A phase Ib study evaluated the safety and activity of atezolizumab with docetaxel in 32 patients with metastatic TNBC who had already been treated with three or more lines of therapy. The patients were treated with this drug combination for four weeks, followed by atezolizumab alone as a maintenance drug. Among the 24 patients that were evaluable for clinical activity, the ORR was 42%. Responses occurred in patients regardless of how much PD-L1 was found on the surface of their cancer cells; this result was intriguing because the researchers expected that cancer cells with high levels of PD-L1 would be more susceptible to the drug. The most common treatment-related adverse effect was decreased neutrophil count. Notably, patients who had not yet received treatment prior to enrollment in this trial had a 67% response rate—much better than the 25% response rate in patients who received the drugs as a second-line treatment.

Based on the high activity observed in newly diagnosed patients, a phase III, randomized, double-blind, placebo-controlled trial of atezolizumab with paclitaxel for first-line treatment of patients with metastatic TNBC is already ongoing. This trial, IMpassion130 (NCT02425891), will enroll 900 patients with previously untreated TNBC in over 270 sites around the world.

Napabucasin (BBI608) is a promising drug from the class of the so-called “cancer stemness inhibitors” that was reported at the ASCO meeting to have a good activity in gastrointestinal cancers. It inhibits a protein called STAT3, which has been shown to promote the self-renewal (proliferation) of cancer stem cells. Napabucasin was combined with paclitaxel in a phase Ib study that enrolled 35 patients with metastatic TNBC whose cancer had progressed on prior systemic therapies (an average of four prior treatments).
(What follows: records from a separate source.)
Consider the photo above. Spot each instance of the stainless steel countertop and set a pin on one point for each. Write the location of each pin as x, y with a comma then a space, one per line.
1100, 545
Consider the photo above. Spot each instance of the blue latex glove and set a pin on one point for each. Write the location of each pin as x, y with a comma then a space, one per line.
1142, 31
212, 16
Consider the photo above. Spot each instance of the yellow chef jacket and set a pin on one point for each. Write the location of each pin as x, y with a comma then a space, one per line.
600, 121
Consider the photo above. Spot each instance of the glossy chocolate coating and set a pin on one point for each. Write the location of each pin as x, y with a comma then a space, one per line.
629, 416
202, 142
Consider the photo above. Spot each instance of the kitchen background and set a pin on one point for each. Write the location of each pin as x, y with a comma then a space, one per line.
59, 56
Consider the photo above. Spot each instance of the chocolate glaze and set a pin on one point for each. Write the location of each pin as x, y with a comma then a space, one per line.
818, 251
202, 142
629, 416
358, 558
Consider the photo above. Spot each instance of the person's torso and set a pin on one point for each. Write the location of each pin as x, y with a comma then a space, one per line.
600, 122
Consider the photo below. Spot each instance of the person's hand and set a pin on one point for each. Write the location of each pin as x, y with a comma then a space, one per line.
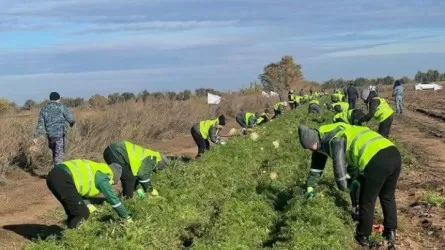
155, 192
91, 208
140, 193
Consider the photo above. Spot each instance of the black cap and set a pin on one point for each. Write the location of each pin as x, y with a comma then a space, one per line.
222, 120
54, 96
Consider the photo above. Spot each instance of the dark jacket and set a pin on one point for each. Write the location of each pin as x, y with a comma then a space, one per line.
372, 104
352, 92
53, 119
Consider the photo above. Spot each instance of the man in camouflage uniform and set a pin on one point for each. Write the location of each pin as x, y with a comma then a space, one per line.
52, 123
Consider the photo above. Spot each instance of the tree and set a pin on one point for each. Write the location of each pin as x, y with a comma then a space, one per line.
281, 75
4, 105
29, 104
143, 95
98, 101
114, 98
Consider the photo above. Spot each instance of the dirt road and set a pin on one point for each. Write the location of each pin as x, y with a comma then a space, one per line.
25, 199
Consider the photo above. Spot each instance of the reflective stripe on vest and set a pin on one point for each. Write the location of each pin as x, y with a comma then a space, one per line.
383, 110
137, 154
84, 172
247, 117
204, 127
362, 145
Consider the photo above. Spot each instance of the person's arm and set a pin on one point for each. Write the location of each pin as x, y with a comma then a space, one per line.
103, 184
318, 164
213, 134
373, 104
144, 175
68, 114
339, 162
40, 128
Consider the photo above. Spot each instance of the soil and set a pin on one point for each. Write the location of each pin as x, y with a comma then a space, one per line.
25, 199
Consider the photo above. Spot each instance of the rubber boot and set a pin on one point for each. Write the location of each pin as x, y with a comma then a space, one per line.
364, 241
390, 236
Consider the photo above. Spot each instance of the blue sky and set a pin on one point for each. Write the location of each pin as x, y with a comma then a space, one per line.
83, 47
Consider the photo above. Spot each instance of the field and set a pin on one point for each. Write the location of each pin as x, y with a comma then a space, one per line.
231, 198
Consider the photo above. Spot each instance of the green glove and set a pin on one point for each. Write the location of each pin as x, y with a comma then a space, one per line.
141, 193
310, 192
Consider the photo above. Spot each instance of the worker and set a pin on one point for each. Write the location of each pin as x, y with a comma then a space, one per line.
351, 116
52, 122
305, 98
379, 109
246, 120
278, 109
314, 107
291, 101
337, 105
205, 130
137, 165
74, 182
352, 95
398, 94
368, 159
263, 118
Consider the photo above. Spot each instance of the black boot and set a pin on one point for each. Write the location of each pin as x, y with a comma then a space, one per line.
364, 241
390, 236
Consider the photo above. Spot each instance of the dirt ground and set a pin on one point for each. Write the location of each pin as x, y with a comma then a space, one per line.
25, 199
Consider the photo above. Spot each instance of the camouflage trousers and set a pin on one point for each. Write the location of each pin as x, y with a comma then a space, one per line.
57, 146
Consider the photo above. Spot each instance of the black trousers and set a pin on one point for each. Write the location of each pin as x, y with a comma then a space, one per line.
63, 188
379, 180
128, 180
385, 126
202, 143
352, 102
276, 113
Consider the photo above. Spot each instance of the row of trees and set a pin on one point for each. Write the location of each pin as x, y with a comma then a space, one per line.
98, 100
420, 77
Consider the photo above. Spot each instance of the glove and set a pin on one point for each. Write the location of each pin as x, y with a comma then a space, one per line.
140, 193
128, 220
353, 186
154, 192
91, 208
310, 192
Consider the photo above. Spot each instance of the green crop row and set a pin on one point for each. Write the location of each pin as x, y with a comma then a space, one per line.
244, 195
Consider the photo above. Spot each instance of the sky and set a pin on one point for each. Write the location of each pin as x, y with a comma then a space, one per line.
82, 47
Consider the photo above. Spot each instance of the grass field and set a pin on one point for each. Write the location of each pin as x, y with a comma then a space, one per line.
229, 200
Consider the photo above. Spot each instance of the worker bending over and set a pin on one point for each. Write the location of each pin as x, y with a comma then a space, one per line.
357, 151
379, 109
278, 109
73, 181
137, 165
263, 117
351, 116
205, 130
314, 107
247, 120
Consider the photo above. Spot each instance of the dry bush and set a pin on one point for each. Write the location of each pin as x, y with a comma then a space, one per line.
136, 121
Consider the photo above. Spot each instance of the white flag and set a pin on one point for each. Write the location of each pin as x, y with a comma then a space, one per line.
213, 99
Most of these patients had already received a taxane drug (paclitaxel or docetaxel) prior to enrollment. The napabucasin/paclitaxel combo was tolerated well. For the thirty-one patients who could be evaluated for clinical activity, the ORR was 13%. This low number is far from encouraging, which is reflected by the fact that no further clinical testing is planned for napabucasin in TNBC.
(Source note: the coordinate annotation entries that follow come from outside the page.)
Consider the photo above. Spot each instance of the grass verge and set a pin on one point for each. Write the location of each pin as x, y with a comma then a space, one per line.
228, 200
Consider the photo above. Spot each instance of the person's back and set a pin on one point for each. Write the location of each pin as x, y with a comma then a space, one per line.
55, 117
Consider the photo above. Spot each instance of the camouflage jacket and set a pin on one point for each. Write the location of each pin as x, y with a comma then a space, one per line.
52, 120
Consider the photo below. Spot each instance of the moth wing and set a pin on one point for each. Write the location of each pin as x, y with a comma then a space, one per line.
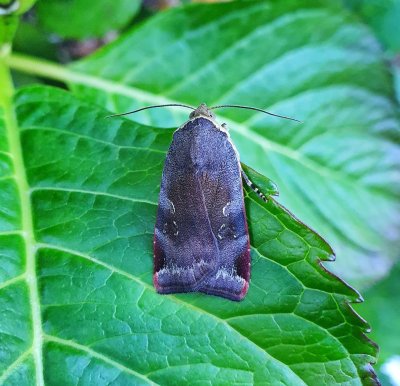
185, 248
225, 204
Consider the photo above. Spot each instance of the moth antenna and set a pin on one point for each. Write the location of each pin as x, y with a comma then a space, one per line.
255, 109
151, 107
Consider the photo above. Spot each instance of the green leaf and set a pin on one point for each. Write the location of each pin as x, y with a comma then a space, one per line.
77, 216
383, 16
382, 311
338, 171
85, 18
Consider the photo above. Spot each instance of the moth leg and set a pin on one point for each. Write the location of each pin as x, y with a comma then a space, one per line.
253, 187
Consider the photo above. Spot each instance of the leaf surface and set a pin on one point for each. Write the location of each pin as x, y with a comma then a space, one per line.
338, 171
85, 18
76, 226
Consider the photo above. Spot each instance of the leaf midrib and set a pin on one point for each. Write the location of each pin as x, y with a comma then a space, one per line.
27, 229
54, 71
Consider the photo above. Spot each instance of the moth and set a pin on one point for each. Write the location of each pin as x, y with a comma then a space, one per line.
201, 237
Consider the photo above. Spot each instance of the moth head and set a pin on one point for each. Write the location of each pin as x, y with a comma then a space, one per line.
202, 111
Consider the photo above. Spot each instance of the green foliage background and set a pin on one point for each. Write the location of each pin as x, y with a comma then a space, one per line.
78, 192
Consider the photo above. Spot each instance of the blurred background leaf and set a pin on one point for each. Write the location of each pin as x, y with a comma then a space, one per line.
85, 18
383, 16
362, 104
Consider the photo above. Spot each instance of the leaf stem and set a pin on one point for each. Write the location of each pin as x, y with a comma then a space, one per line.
12, 132
54, 71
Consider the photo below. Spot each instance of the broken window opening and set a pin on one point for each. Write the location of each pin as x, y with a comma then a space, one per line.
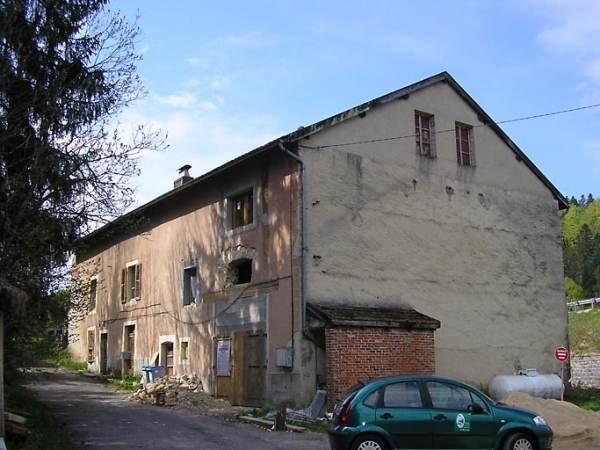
241, 271
242, 209
190, 286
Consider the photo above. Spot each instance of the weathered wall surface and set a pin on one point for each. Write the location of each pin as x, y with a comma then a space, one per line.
585, 370
193, 227
478, 248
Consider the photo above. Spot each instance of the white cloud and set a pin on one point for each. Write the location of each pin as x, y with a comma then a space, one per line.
576, 27
221, 83
182, 100
199, 136
196, 62
573, 34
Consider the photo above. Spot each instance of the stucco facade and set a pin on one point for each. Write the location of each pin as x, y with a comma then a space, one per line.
345, 212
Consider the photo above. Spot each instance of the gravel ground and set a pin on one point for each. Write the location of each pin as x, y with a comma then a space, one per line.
103, 418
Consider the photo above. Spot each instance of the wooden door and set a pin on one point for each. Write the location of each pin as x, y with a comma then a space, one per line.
103, 353
244, 383
254, 369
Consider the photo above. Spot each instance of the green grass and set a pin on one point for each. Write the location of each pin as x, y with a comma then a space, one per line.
584, 337
586, 398
130, 383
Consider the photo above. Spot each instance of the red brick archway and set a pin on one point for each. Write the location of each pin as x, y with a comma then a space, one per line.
363, 343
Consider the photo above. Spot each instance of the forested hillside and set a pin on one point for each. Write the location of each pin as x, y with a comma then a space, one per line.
581, 246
In recent years, a treatment strategy called androgen deprivation was thought to be promising in TNBC tumors that have a protein known as the androgen receptor (about 25–30% of TNBC tumors). However, so far, treatment with androgen deprivation drugs used for prostate cancer has produced modest results in TNBC, and there were no new reports on the activity of this class of drugs at the 2016 ASCO meeting. Nonetheless, a new trial was announced that combines the anti-androgen drug bicalutamide with palbociclib, a drug that is FDA-approved for estrogen receptor (ER)-positive breast cancers in combination with anti-estrogen drugs. The known efficacy of palbociclib combined with hormone suppression was no doubt the logic behind the opening of this trial (NCT02605486) for TNBC patients whose tumors have the androgen receptor.